FOR a generation of Scots, mere mention of the name Stanley Baxter is enough to bring a smile to the face.
One of the funniest performers Scotland has ever produced, Glasgow-born Baxter performed as a child in the Scottish edition of BBC’s Children’s Hour.
During the Second World War he developed his skills entertaining troops with the Combined Services Entertainment Unit before becoming a star with pantomime productions and TV shows known for their elaborate costumes and his superb impressions of famous people.
One of his most memorable creations, and one that only a Scot could have created, was Parliamo Glasgow which appeared in the mid-60s. This series of sketches was a parody of the stiff and formal TV language teaching programmes of the day.
A smartly dressed Baxter appeared in a scene in which everyone spoke with a strong Glasgow accent, before turning to the camera and explaining, in carefully enunciated ‘Queen’s English’, what had been said, as if he was an academic explaining some obscure foreign tongue.
In a visit to the market, for example, he asks: “Izatamarraonyerbarra, Clara?” before translating this as “Is that a marrow on your barrow, Clara?”

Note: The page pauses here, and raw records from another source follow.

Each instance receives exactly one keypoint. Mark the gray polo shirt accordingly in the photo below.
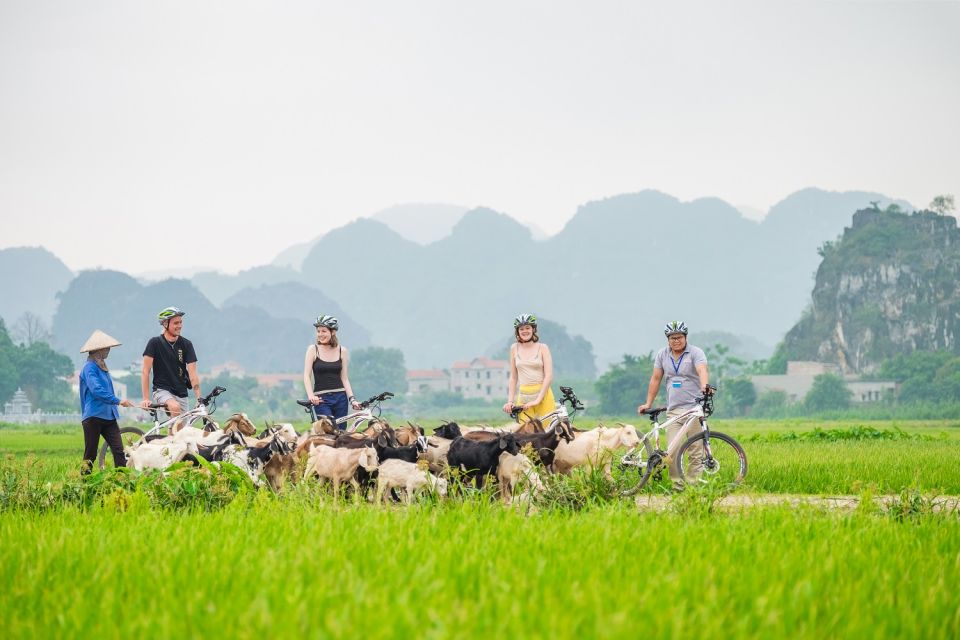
(680, 374)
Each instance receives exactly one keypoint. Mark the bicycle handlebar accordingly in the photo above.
(210, 396)
(386, 395)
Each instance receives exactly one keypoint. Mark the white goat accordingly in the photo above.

Others introduced the Glaswegian word “sanoffy”, as in “Sanoffy caul day” (“It’s an awfully cold day”) and ‘Izziaffiz’, as in ‘Izziafiz meat?’ (Has he lost his appetite). Subjects covered ranged from commenting on the weather (“Scummindooninbuckets”) to helpful phrases to deal with someone getting too friendly (“Takyurhonaffmabum”).
While Scots, Glaswegian or not, could enjoy the humour of it all, the rest of the UK was left wondering what the joke was.